Open Cut » Health and Safety
For many Coal Mining operators, back injury now accounts for more OH&S claims than any other single factor. While back injury can arise from many factors, a well-documented leading cause is the exposure of workers to vibration, e.g. the vibrations experienced by operators of heavy mining surface vehicles and underground transport (and other) vehicles. Both long-term exposure to continuous vibrations and high-amplitude shock vibrations can contribute to serious back injury.
Present practice ...
Australian Standard AS 2670.1 (1990), and its British counterpart, BS 6841 (1987), contain guidelines for evaluating workers exposure to WBV.

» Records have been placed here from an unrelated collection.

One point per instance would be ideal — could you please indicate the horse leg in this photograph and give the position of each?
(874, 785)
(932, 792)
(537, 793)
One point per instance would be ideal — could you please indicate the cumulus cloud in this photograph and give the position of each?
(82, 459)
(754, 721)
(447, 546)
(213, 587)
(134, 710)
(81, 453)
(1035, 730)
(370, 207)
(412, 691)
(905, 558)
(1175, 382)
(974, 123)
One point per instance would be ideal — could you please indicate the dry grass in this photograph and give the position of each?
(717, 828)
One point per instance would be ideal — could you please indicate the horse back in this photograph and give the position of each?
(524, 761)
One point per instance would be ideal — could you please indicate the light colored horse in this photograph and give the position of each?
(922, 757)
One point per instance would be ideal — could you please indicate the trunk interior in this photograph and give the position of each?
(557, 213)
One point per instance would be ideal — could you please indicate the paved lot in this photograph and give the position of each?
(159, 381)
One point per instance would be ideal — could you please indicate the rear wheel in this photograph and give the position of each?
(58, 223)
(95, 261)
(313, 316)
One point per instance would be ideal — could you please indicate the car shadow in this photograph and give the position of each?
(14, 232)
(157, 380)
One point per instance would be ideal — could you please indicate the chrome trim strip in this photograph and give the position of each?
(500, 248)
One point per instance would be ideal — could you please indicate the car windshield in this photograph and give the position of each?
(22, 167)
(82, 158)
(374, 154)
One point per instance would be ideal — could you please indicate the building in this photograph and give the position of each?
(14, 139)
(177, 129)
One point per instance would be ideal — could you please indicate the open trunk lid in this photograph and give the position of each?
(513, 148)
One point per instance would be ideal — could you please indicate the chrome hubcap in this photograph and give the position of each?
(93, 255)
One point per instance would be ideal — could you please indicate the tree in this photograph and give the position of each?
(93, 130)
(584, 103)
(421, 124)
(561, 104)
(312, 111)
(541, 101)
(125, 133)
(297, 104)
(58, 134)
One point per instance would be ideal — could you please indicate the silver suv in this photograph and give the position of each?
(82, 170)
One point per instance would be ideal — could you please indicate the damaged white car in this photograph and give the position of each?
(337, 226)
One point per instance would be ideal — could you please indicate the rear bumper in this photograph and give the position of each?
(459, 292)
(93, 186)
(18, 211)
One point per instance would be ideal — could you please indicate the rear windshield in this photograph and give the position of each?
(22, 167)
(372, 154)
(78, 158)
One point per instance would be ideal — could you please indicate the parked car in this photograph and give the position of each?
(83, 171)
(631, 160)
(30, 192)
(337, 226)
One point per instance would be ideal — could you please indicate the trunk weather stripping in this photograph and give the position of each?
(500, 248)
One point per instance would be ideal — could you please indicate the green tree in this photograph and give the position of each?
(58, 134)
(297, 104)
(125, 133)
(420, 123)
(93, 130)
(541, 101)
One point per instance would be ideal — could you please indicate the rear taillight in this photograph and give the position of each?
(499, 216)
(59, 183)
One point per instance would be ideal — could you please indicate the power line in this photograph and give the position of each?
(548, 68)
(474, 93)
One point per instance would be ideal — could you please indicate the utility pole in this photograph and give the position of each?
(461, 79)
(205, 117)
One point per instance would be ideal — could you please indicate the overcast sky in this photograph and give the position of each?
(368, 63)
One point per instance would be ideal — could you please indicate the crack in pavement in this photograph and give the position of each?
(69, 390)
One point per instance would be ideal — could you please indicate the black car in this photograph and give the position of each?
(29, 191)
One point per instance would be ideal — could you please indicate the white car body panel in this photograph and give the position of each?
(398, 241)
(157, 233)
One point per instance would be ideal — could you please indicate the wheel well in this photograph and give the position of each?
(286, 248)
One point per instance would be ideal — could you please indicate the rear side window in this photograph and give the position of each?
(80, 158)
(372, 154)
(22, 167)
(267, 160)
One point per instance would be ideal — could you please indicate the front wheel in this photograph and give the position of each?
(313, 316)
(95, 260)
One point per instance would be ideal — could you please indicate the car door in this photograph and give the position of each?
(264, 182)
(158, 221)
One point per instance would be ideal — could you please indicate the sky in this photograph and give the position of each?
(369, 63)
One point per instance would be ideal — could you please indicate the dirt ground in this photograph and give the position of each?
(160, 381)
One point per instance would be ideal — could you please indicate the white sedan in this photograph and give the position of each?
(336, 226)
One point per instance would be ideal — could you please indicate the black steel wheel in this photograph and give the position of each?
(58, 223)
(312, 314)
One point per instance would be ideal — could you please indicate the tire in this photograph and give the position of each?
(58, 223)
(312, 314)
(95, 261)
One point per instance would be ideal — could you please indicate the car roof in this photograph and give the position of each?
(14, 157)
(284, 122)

The methodology is reasonably complex and requires a Vibration Specialist to measure vibration levels on the vehicle in the field during normal work cycles and analyse the data in accordance with the standards. This process is time-consuming and relatively costly, especially for mines with a large fleet of vehicles.
Thus when exposure to high vibration is reported, it is not unusual for mine operators to conduct a one-off test and limit the testing to just the worst vehicles, usually one or two.
In reality however, ride quality is influenced by several factors which are prone to change with time (terrain condition, condition of vehicle suspension, condition of seat suspension, weather conditions - in wet conditions dirt roads tend to develop bigger and more pot holes, etc.).
Therefore the whole fleet of vehicles would need to be tested relatively frequently for an acceptable ride quality to be maintained.
The Solution ...
The primary aim of ACARP Project C6008 was to develop a prototype Whole Body Vibration (WBV) Dosimeter capable of measuring, computing and logging, while in the field and without expert assistance, the exposure to vehicle vibration of workers in the Coal Mining Industry in accordance with Australian and British Standards.
Prior to the development of the proposed instrument, a review of currently available and relevant equipment was carried out. The findings of this review were documented in an earlier report (VIPAC report No. 24733-001R.doc, July 1997) and confirmed that none of the existing devices was suitable for the application or amenable to be re-configured simply.
After nearly 12 months of R&D effort, a prototype instrument has been designed, built and successfully tested and without compromising any of the original objectives set out at the beginning of the project.
In addition to the fulfillment of the primary aim of this project outlined above, the prototype possess a range of unique features which include the following ...
- it is extremely compact. The computing unit is enclosed in an enclosure 140x140x140 mm and can be mounted on a vehicle dashboard. This feature is highly useful as cabin space in mining vehicles is very restricted in general.
- it can accept power from a vehicle battery allowing uninterrupted operation during shifts. This feature also relieves the operator from the task of checking and replacing or recharging the instrument's battery.
- it is fully software programmable. Hence, any changes or additions to current standards can be implemented very quickly and at low cost.
- it allows a serial interface to an external PC for data management by an OH&S Unit.
Finally, the developed WBV Dosimeter has applications beyond the Coal Mining Industry, including the Transport Industry in general (road and rail), the Construction Industry, the Army, etc.